Bitstamp, a popular crypto exchange, has recently announced that it has started the process of returning recovered digital assets to creditors of the defunct Mt. Gox exchange. This development signifies a major milestone in the decade-long effort to compensate those affected by the infamous 2014 hack that resulted in the collapse of Mt. Gox. Bitstamp is collaborating with Kraken and three other exchanges to assist the trustee in returning digital assets to creditors.

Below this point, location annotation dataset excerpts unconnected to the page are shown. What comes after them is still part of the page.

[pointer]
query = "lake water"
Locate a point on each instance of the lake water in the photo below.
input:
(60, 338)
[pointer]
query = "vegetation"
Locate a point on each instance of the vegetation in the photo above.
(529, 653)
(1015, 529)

Bitstamp revealed that it will distribute Bitcoin (BTC), Bitcoin Cash (BCH), and Ethereum (ETH) received from the Mt. Gox trustees to Bitstamp customers starting on July 25th. Once necessary security checks are completed, recipients will have full control of their assets within a week. However, the first wave of distributions will not include UK customers, but they can expect to receive their restored assets in the coming months. Bitstamp has promised to provide more information to UK customers as the process progresses.

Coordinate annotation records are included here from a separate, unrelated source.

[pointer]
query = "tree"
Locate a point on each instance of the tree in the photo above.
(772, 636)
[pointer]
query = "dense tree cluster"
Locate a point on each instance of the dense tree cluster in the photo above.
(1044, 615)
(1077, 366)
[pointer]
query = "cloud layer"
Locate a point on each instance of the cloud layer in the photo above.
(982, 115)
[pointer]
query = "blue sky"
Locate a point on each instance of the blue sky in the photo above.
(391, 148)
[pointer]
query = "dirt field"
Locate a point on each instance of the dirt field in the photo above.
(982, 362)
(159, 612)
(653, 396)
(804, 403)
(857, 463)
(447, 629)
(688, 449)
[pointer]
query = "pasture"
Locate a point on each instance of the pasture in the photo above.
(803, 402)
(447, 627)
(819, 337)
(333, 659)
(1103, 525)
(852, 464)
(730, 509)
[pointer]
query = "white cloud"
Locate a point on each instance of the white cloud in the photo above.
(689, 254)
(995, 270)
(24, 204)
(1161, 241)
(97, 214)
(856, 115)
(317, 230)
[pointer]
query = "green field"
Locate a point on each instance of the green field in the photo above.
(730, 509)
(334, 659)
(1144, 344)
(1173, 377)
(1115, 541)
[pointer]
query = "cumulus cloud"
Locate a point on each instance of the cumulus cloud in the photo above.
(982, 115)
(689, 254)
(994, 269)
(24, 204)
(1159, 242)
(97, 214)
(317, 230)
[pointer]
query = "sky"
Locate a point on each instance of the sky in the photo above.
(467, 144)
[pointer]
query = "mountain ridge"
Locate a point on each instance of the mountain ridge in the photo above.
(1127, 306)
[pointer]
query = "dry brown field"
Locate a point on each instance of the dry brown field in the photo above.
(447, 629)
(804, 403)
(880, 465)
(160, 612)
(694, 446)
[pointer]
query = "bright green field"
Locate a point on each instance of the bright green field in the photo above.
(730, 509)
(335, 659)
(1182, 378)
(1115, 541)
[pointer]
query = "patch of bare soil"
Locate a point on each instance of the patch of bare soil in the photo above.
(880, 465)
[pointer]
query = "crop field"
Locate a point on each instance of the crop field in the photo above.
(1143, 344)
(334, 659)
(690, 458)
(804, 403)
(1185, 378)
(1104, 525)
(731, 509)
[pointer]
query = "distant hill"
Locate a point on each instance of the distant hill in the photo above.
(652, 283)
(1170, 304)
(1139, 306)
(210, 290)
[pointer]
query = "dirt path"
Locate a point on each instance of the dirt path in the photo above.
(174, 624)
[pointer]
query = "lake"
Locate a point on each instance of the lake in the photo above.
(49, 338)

Bitstamp’s global CEO, Jean-Baptiste Graftieaux, expressed his pride in the exchange’s role in facilitating the restitution process. He also emphasized the remarkable growth of Bitcoin since the Mt. Gox hack. Graftieaux highlighted the fact that Bitcoin’s value has skyrocketed over the years, proving to be a valuable asset. Despite the difficulties faced by Mt. Gox investors in accessing their tokens, many of them are expected to make substantial profits due to the surge in Bitcoin’s value.

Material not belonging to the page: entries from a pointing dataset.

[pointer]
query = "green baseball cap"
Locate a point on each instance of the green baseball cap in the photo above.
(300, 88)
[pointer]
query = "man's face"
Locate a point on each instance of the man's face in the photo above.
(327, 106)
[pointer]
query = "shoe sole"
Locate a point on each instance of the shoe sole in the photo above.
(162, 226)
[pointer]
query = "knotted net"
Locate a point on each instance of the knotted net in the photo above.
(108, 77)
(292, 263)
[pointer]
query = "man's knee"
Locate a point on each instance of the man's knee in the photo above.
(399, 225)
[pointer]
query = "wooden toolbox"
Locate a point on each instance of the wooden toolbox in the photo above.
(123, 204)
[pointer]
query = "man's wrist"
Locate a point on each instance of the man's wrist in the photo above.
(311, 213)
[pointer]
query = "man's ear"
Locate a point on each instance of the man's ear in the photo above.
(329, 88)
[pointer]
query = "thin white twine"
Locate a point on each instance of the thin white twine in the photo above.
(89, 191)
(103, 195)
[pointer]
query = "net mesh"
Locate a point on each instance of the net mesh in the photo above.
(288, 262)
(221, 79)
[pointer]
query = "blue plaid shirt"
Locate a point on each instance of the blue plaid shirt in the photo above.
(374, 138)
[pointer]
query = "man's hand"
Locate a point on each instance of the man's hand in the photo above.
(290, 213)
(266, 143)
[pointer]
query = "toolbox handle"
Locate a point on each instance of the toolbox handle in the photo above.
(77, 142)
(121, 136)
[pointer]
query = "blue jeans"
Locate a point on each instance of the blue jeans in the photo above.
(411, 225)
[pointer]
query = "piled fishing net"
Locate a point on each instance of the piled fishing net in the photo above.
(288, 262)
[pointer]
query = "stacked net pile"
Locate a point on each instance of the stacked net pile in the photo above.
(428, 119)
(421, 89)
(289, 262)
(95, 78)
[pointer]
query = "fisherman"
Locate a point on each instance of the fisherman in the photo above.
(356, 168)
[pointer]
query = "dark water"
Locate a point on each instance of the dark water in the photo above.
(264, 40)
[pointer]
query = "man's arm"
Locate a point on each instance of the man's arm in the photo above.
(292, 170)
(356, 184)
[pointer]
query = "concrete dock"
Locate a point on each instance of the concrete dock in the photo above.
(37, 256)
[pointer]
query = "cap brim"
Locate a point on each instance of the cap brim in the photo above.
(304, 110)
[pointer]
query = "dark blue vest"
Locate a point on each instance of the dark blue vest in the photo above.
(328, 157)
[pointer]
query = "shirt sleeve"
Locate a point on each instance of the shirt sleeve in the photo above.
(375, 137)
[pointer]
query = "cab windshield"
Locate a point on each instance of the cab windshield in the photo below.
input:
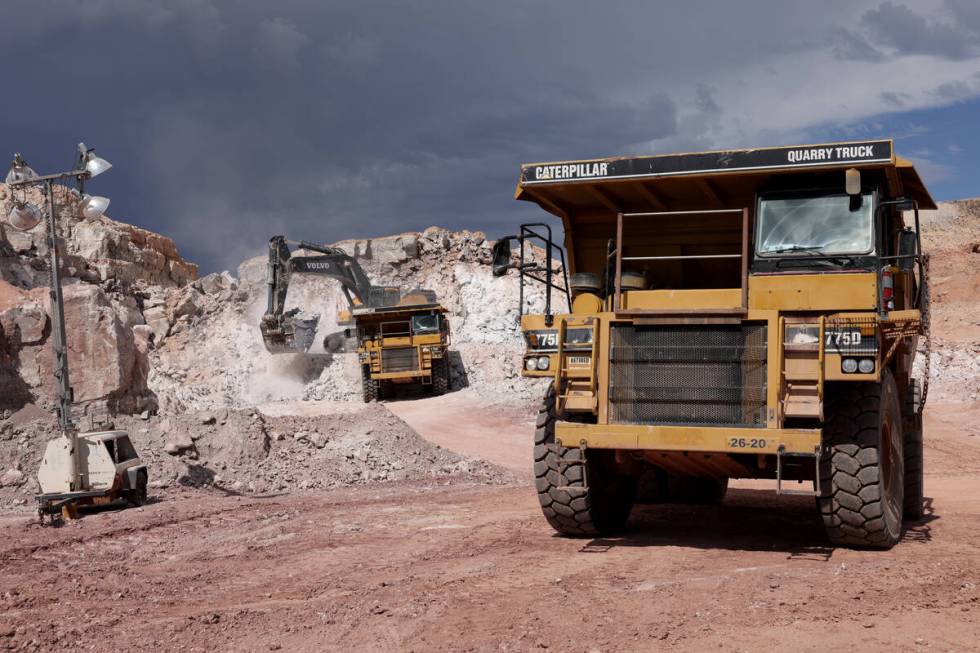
(815, 224)
(425, 323)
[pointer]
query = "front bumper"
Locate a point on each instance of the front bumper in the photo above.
(711, 439)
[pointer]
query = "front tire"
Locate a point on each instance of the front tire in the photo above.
(440, 377)
(369, 387)
(912, 447)
(569, 506)
(862, 470)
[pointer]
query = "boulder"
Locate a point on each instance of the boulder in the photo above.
(11, 478)
(158, 322)
(188, 303)
(24, 323)
(216, 283)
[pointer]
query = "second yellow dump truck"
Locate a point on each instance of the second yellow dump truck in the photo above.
(402, 337)
(736, 314)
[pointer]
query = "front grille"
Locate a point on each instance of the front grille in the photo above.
(706, 374)
(404, 359)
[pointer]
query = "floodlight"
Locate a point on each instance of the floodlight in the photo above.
(94, 206)
(24, 216)
(20, 171)
(95, 165)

The collapse of Mt. Gox, which occurred in 2014 when Bitcoin was trading at around $600 per coin, left approximately 20,000 former users in a state of uncertainty. However, with Bitcoin’s current value exceeding $66,000 per coin, many of these users are likely to receive significant returns. The restitution process is set to include the distribution of over $9 billion worth of Bitcoin, Bitcoin Cash, and Ethereum to the affected creditors. Mt. Gox, once responsible for more than 70% of Bitcoin transactions, was forced to halt withdrawals in February 2014 after detecting suspicious activities in its digital wallets, leading to its eventual declaration of bankruptcy.